Potlatch still waiting for green payoff
Potlatch Corp. is waiting for market demand to catch up with a newly launched a line of environmentally friendly wood products.
The Spokane-based company began selling lumber and plywood certified by the international Forest Stewardship Council this spring.
The certification, backed by environmental groups, guarantees that the wood came from forestlands managed for attributes like woodpecker habitat, fish-bearing streams and preservation of old growth, as well as harvest yields. Potlatch is the first publicly traded U.S. company with the certification.
To date, however, the distinction has generated few additional sales.
Less than 5 percent of Potlatch’s customers request the FSC-certified products, which cost about 15 percent more than non-certified products. The orders, when they occur, are small.
“We had consultants who said, ‘As soon as you get certified, you’ll have people banging on the door,” said Mike Urso, Potlatch’s vice president of sales and marketing. “This concept – if you certify it, they will come – that didn’t work out the way we had hoped.”
But the company – which certified its Idaho forestlands in April – still sees the certification as a strategic move, Urso said. “From a credibility point of view, it shows we manage our lands in a responsible way,” he said.
Builders and consumers are starting to demand that, he said.
Cahuenga Elementary School in Los Angeles is being constructed with certified plywood from Potlatch. The company also shipped several loads of lumber to a Minnesota retail yard, which sold it a contractor for a commercial building in Kansas City, Mo.
“There are folks out there that want to reward excellent forest management. It’s a small, but growing market,” said Dan Haugen, owner of Certified Wood Products in Minnetonka, Minn.
Haugen ships lumber certified by the Forest Stewardship Council all over the eastern U.S., including the Potlatch lumber used for the Kansas City commercial building.
He credits the U.S. Green Building Council for raising demand for certified wood products. The Washington, D.C., nonprofit has developed a rating system for new commercial buildings. The buildings get points for energy efficiency and use of environmentally friendly products, including FSC-certified lumber and plywood.
Next year, the council will release preliminary standards for residential buildings. Potlatch anticipates a boost in demand when the ratings are released.
Commercial buildings use relatively small amounts of wood, Urso said. Their main materials are steel and concrete. Residential construction, however, uses quite a bit of wood.

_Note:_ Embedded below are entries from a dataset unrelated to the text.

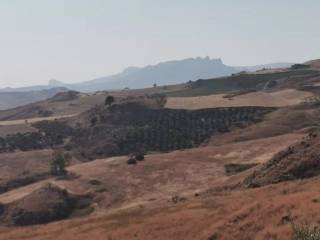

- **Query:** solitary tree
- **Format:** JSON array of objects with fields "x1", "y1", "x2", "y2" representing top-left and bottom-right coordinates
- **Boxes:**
[
  {"x1": 105, "y1": 95, "x2": 115, "y2": 106},
  {"x1": 135, "y1": 152, "x2": 145, "y2": 161},
  {"x1": 51, "y1": 151, "x2": 71, "y2": 176}
]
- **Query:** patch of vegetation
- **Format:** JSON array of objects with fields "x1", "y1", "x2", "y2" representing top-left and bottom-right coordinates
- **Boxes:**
[
  {"x1": 291, "y1": 219, "x2": 320, "y2": 240},
  {"x1": 127, "y1": 156, "x2": 137, "y2": 165},
  {"x1": 0, "y1": 173, "x2": 49, "y2": 194},
  {"x1": 153, "y1": 93, "x2": 167, "y2": 108},
  {"x1": 72, "y1": 102, "x2": 274, "y2": 160},
  {"x1": 0, "y1": 121, "x2": 74, "y2": 153},
  {"x1": 88, "y1": 179, "x2": 102, "y2": 185},
  {"x1": 105, "y1": 95, "x2": 115, "y2": 106},
  {"x1": 126, "y1": 153, "x2": 145, "y2": 165},
  {"x1": 135, "y1": 153, "x2": 145, "y2": 161},
  {"x1": 222, "y1": 89, "x2": 257, "y2": 99},
  {"x1": 208, "y1": 233, "x2": 219, "y2": 240},
  {"x1": 50, "y1": 151, "x2": 71, "y2": 176},
  {"x1": 33, "y1": 121, "x2": 74, "y2": 139},
  {"x1": 224, "y1": 163, "x2": 258, "y2": 175},
  {"x1": 37, "y1": 109, "x2": 53, "y2": 117},
  {"x1": 291, "y1": 64, "x2": 310, "y2": 70}
]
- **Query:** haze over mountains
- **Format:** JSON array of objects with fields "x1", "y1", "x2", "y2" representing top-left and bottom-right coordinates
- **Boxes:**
[
  {"x1": 0, "y1": 88, "x2": 68, "y2": 110},
  {"x1": 0, "y1": 57, "x2": 293, "y2": 110},
  {"x1": 1, "y1": 57, "x2": 293, "y2": 93}
]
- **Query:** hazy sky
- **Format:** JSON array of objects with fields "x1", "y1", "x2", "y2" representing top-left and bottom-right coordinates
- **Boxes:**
[{"x1": 1, "y1": 0, "x2": 319, "y2": 88}]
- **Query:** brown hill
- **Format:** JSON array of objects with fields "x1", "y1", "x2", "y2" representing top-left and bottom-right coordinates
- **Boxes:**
[
  {"x1": 305, "y1": 59, "x2": 320, "y2": 69},
  {"x1": 0, "y1": 88, "x2": 68, "y2": 111},
  {"x1": 245, "y1": 131, "x2": 320, "y2": 187},
  {"x1": 0, "y1": 184, "x2": 92, "y2": 226},
  {"x1": 0, "y1": 133, "x2": 316, "y2": 240}
]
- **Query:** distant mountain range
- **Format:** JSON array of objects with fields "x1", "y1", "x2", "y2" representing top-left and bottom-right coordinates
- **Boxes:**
[
  {"x1": 0, "y1": 87, "x2": 68, "y2": 110},
  {"x1": 1, "y1": 57, "x2": 294, "y2": 93}
]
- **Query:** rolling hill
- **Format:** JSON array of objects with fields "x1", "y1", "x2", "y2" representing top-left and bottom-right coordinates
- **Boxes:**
[{"x1": 0, "y1": 87, "x2": 68, "y2": 110}]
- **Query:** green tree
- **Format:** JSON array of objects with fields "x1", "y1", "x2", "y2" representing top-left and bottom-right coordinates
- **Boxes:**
[
  {"x1": 51, "y1": 151, "x2": 71, "y2": 176},
  {"x1": 135, "y1": 152, "x2": 145, "y2": 161}
]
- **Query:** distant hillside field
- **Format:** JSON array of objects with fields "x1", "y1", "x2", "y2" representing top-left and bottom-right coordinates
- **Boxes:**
[
  {"x1": 166, "y1": 89, "x2": 314, "y2": 109},
  {"x1": 168, "y1": 69, "x2": 318, "y2": 97}
]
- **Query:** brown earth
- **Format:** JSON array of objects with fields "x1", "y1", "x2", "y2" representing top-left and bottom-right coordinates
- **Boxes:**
[
  {"x1": 1, "y1": 163, "x2": 320, "y2": 240},
  {"x1": 0, "y1": 133, "x2": 304, "y2": 239},
  {"x1": 0, "y1": 150, "x2": 53, "y2": 193}
]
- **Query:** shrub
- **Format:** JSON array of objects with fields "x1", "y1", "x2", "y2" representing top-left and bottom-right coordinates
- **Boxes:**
[
  {"x1": 88, "y1": 179, "x2": 102, "y2": 185},
  {"x1": 135, "y1": 153, "x2": 145, "y2": 161},
  {"x1": 105, "y1": 95, "x2": 115, "y2": 106},
  {"x1": 90, "y1": 116, "x2": 98, "y2": 126},
  {"x1": 208, "y1": 233, "x2": 219, "y2": 240},
  {"x1": 291, "y1": 220, "x2": 320, "y2": 240},
  {"x1": 291, "y1": 64, "x2": 310, "y2": 70},
  {"x1": 127, "y1": 157, "x2": 137, "y2": 165},
  {"x1": 224, "y1": 163, "x2": 258, "y2": 175}
]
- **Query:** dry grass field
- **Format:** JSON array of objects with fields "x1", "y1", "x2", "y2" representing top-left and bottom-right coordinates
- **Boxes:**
[
  {"x1": 166, "y1": 89, "x2": 313, "y2": 109},
  {"x1": 0, "y1": 114, "x2": 76, "y2": 126},
  {"x1": 0, "y1": 133, "x2": 304, "y2": 240}
]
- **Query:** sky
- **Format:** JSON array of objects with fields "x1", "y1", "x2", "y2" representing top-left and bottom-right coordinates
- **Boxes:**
[{"x1": 0, "y1": 0, "x2": 320, "y2": 88}]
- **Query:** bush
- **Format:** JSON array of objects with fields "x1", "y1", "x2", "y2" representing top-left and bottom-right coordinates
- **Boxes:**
[
  {"x1": 127, "y1": 157, "x2": 137, "y2": 165},
  {"x1": 291, "y1": 220, "x2": 320, "y2": 240},
  {"x1": 90, "y1": 116, "x2": 98, "y2": 126},
  {"x1": 224, "y1": 163, "x2": 258, "y2": 175},
  {"x1": 208, "y1": 233, "x2": 219, "y2": 240},
  {"x1": 135, "y1": 153, "x2": 145, "y2": 161},
  {"x1": 291, "y1": 64, "x2": 310, "y2": 70},
  {"x1": 105, "y1": 95, "x2": 115, "y2": 106}
]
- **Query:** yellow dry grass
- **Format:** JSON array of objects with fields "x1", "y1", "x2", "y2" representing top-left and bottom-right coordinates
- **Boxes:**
[{"x1": 166, "y1": 89, "x2": 313, "y2": 109}]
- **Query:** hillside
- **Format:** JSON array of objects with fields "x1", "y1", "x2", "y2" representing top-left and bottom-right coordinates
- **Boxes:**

“I think it will be a totally different ballgame,” Urso said. “We’ll go from having lots of wood and not enough customers to the other way around.”
The number of cities passing green building ordinances is also on the rise. Last week, the city of San Francisco announced that all new city buildings had to comply with the U.S. Green Building Council standards. Seattle, New York, Pittsburgh and Portland are other “hot spots” for green building, Urso said.

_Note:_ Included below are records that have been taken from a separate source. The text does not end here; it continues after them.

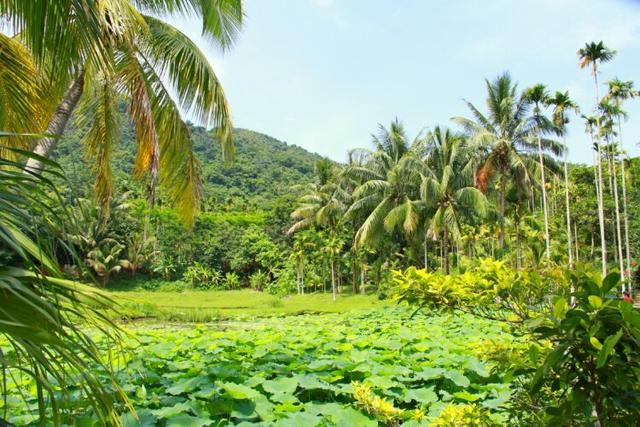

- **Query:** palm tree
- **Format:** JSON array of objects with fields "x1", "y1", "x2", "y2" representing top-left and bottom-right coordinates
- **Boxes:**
[
  {"x1": 345, "y1": 119, "x2": 425, "y2": 247},
  {"x1": 1, "y1": 0, "x2": 243, "y2": 224},
  {"x1": 549, "y1": 91, "x2": 580, "y2": 268},
  {"x1": 598, "y1": 102, "x2": 625, "y2": 278},
  {"x1": 288, "y1": 160, "x2": 349, "y2": 301},
  {"x1": 420, "y1": 127, "x2": 488, "y2": 273},
  {"x1": 0, "y1": 147, "x2": 124, "y2": 425},
  {"x1": 578, "y1": 40, "x2": 616, "y2": 275},
  {"x1": 453, "y1": 73, "x2": 561, "y2": 251},
  {"x1": 522, "y1": 84, "x2": 553, "y2": 260},
  {"x1": 605, "y1": 78, "x2": 637, "y2": 282}
]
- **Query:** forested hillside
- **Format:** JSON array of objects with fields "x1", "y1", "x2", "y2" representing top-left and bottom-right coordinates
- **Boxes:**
[{"x1": 54, "y1": 104, "x2": 325, "y2": 210}]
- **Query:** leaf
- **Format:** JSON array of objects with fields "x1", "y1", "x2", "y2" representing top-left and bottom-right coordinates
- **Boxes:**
[
  {"x1": 121, "y1": 410, "x2": 157, "y2": 427},
  {"x1": 262, "y1": 377, "x2": 299, "y2": 395},
  {"x1": 166, "y1": 377, "x2": 207, "y2": 395},
  {"x1": 365, "y1": 375, "x2": 396, "y2": 389},
  {"x1": 328, "y1": 407, "x2": 377, "y2": 427},
  {"x1": 601, "y1": 273, "x2": 620, "y2": 294},
  {"x1": 443, "y1": 370, "x2": 470, "y2": 388},
  {"x1": 588, "y1": 295, "x2": 602, "y2": 309},
  {"x1": 165, "y1": 414, "x2": 212, "y2": 427},
  {"x1": 453, "y1": 390, "x2": 485, "y2": 402},
  {"x1": 553, "y1": 298, "x2": 568, "y2": 321},
  {"x1": 590, "y1": 336, "x2": 603, "y2": 350},
  {"x1": 596, "y1": 329, "x2": 623, "y2": 369},
  {"x1": 152, "y1": 402, "x2": 193, "y2": 419},
  {"x1": 221, "y1": 382, "x2": 260, "y2": 400},
  {"x1": 404, "y1": 387, "x2": 438, "y2": 405},
  {"x1": 417, "y1": 367, "x2": 445, "y2": 381},
  {"x1": 275, "y1": 412, "x2": 322, "y2": 427}
]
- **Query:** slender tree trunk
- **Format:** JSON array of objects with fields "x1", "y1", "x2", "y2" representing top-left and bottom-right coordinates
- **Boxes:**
[
  {"x1": 563, "y1": 136, "x2": 574, "y2": 268},
  {"x1": 423, "y1": 231, "x2": 428, "y2": 270},
  {"x1": 537, "y1": 134, "x2": 551, "y2": 260},
  {"x1": 499, "y1": 176, "x2": 506, "y2": 250},
  {"x1": 595, "y1": 141, "x2": 607, "y2": 275},
  {"x1": 611, "y1": 149, "x2": 625, "y2": 278},
  {"x1": 25, "y1": 71, "x2": 86, "y2": 174},
  {"x1": 617, "y1": 118, "x2": 632, "y2": 279},
  {"x1": 592, "y1": 66, "x2": 607, "y2": 276},
  {"x1": 443, "y1": 226, "x2": 450, "y2": 274},
  {"x1": 360, "y1": 260, "x2": 366, "y2": 295},
  {"x1": 515, "y1": 218, "x2": 522, "y2": 271},
  {"x1": 330, "y1": 257, "x2": 337, "y2": 301},
  {"x1": 574, "y1": 221, "x2": 579, "y2": 264},
  {"x1": 351, "y1": 251, "x2": 357, "y2": 295}
]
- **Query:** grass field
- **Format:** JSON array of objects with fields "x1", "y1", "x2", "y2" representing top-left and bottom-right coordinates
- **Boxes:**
[{"x1": 108, "y1": 288, "x2": 387, "y2": 322}]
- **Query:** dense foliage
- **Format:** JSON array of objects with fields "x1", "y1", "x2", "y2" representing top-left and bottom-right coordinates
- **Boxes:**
[{"x1": 3, "y1": 308, "x2": 524, "y2": 426}]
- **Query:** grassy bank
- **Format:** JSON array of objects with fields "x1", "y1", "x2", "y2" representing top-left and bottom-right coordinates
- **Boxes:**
[{"x1": 107, "y1": 288, "x2": 387, "y2": 322}]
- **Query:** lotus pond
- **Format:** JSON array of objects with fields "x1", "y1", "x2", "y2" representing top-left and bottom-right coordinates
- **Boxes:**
[{"x1": 5, "y1": 307, "x2": 526, "y2": 426}]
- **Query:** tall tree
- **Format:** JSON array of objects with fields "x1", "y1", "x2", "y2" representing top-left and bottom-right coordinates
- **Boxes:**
[
  {"x1": 453, "y1": 73, "x2": 560, "y2": 251},
  {"x1": 523, "y1": 84, "x2": 553, "y2": 260},
  {"x1": 345, "y1": 119, "x2": 425, "y2": 248},
  {"x1": 288, "y1": 160, "x2": 348, "y2": 300},
  {"x1": 599, "y1": 102, "x2": 625, "y2": 278},
  {"x1": 605, "y1": 78, "x2": 637, "y2": 282},
  {"x1": 420, "y1": 127, "x2": 488, "y2": 273},
  {"x1": 578, "y1": 40, "x2": 616, "y2": 275},
  {"x1": 1, "y1": 0, "x2": 243, "y2": 223},
  {"x1": 549, "y1": 91, "x2": 580, "y2": 268}
]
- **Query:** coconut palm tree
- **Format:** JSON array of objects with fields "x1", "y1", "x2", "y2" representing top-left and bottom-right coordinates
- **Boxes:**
[
  {"x1": 453, "y1": 73, "x2": 561, "y2": 251},
  {"x1": 288, "y1": 160, "x2": 349, "y2": 301},
  {"x1": 420, "y1": 127, "x2": 488, "y2": 273},
  {"x1": 578, "y1": 40, "x2": 616, "y2": 275},
  {"x1": 345, "y1": 119, "x2": 425, "y2": 248},
  {"x1": 1, "y1": 0, "x2": 243, "y2": 224},
  {"x1": 549, "y1": 91, "x2": 580, "y2": 268},
  {"x1": 522, "y1": 84, "x2": 553, "y2": 260},
  {"x1": 605, "y1": 78, "x2": 637, "y2": 281}
]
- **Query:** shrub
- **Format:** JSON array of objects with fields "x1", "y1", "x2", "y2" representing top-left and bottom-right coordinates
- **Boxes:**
[
  {"x1": 249, "y1": 270, "x2": 270, "y2": 291},
  {"x1": 183, "y1": 262, "x2": 222, "y2": 290},
  {"x1": 224, "y1": 271, "x2": 240, "y2": 289},
  {"x1": 527, "y1": 271, "x2": 640, "y2": 425}
]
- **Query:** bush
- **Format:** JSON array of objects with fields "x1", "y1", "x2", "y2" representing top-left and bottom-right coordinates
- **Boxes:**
[
  {"x1": 224, "y1": 272, "x2": 240, "y2": 290},
  {"x1": 183, "y1": 262, "x2": 222, "y2": 290},
  {"x1": 527, "y1": 271, "x2": 640, "y2": 425},
  {"x1": 249, "y1": 270, "x2": 270, "y2": 291}
]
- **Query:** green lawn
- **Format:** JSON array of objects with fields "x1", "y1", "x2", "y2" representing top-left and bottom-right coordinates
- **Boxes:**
[{"x1": 108, "y1": 289, "x2": 387, "y2": 322}]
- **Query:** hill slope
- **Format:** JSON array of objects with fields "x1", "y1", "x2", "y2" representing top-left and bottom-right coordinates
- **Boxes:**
[{"x1": 54, "y1": 110, "x2": 324, "y2": 208}]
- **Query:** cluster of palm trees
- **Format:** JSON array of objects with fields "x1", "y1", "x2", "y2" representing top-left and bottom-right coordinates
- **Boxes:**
[{"x1": 289, "y1": 41, "x2": 637, "y2": 298}]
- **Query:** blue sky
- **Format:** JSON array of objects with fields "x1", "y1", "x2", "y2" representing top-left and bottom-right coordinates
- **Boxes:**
[{"x1": 170, "y1": 0, "x2": 640, "y2": 164}]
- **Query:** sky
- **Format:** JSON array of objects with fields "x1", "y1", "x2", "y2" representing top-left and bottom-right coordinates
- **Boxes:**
[{"x1": 169, "y1": 0, "x2": 640, "y2": 164}]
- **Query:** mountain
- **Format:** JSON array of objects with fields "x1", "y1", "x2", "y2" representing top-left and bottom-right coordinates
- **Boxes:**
[{"x1": 54, "y1": 108, "x2": 324, "y2": 209}]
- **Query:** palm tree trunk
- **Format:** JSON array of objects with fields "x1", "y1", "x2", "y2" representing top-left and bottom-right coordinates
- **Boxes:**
[
  {"x1": 351, "y1": 251, "x2": 357, "y2": 295},
  {"x1": 592, "y1": 65, "x2": 607, "y2": 276},
  {"x1": 537, "y1": 134, "x2": 551, "y2": 260},
  {"x1": 595, "y1": 142, "x2": 607, "y2": 275},
  {"x1": 443, "y1": 226, "x2": 450, "y2": 274},
  {"x1": 499, "y1": 176, "x2": 506, "y2": 250},
  {"x1": 611, "y1": 149, "x2": 625, "y2": 278},
  {"x1": 562, "y1": 136, "x2": 574, "y2": 268},
  {"x1": 423, "y1": 231, "x2": 428, "y2": 270},
  {"x1": 574, "y1": 221, "x2": 580, "y2": 264},
  {"x1": 360, "y1": 260, "x2": 366, "y2": 295},
  {"x1": 617, "y1": 117, "x2": 632, "y2": 279},
  {"x1": 25, "y1": 71, "x2": 86, "y2": 174},
  {"x1": 330, "y1": 257, "x2": 337, "y2": 301},
  {"x1": 515, "y1": 217, "x2": 522, "y2": 271}
]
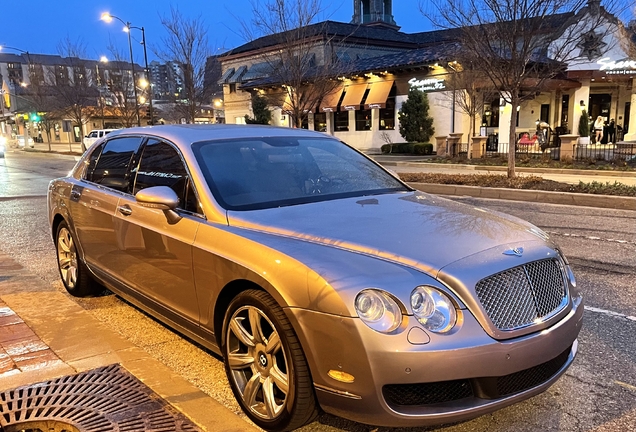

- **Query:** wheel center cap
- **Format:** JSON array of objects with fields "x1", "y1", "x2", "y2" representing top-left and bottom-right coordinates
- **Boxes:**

More than 5,000 delegates are expected at the Greenbuild Conference and Expo next week in Portland. Potlatch sales staff will be there, too, pitching their product.

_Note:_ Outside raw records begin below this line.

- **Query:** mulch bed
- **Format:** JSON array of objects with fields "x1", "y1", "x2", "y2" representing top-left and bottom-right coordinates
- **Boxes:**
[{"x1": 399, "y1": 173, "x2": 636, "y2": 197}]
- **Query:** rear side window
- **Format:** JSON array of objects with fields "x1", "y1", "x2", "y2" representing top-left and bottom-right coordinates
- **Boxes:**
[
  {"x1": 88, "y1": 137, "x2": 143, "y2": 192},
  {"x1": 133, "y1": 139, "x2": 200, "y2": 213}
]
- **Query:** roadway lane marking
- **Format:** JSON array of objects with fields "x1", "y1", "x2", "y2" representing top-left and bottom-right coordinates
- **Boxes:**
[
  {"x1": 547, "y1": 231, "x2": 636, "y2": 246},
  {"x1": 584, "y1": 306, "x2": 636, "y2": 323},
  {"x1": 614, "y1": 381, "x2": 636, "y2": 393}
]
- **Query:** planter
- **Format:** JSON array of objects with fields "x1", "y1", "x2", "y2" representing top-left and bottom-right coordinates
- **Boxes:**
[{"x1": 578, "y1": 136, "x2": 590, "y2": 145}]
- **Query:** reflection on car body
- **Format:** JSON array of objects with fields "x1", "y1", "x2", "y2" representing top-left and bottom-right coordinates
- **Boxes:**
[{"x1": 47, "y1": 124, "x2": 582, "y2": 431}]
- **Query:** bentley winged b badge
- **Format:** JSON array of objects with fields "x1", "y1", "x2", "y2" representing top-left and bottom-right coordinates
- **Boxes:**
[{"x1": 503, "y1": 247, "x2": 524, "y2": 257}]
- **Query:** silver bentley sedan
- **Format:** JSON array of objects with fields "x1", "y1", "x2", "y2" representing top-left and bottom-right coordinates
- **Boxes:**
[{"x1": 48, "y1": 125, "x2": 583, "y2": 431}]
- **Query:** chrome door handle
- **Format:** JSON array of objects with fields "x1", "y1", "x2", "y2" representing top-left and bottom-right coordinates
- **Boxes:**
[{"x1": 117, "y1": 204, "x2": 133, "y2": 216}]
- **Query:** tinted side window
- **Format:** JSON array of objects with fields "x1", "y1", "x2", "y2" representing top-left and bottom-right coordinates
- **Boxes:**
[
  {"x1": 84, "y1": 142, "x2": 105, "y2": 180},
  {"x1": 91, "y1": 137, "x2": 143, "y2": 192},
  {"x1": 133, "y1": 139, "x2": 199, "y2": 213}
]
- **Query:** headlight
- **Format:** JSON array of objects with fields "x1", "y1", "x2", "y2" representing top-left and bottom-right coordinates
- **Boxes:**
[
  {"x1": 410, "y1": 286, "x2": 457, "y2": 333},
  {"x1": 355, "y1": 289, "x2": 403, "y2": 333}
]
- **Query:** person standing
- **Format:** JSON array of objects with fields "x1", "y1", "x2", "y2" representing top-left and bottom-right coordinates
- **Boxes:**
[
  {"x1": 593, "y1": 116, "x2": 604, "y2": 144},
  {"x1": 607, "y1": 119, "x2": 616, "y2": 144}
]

Carrington Barrs, a Portland contractor, specializes almost exclusively in green building. His projects range from fences made of FSC-certified cedar, to multimillion-dollar office buildings.
Many of his clients have a strong environmental ethic. Others want to be able to advertise their office buildings as energy efficient and environmentally friendly,
“I try to help clients build as green as they can,” Barrs said. “When they’re driving up to Mount Hood to go skiing, and looking out over the clear cuts, they know what they built didn’t contribute to that.”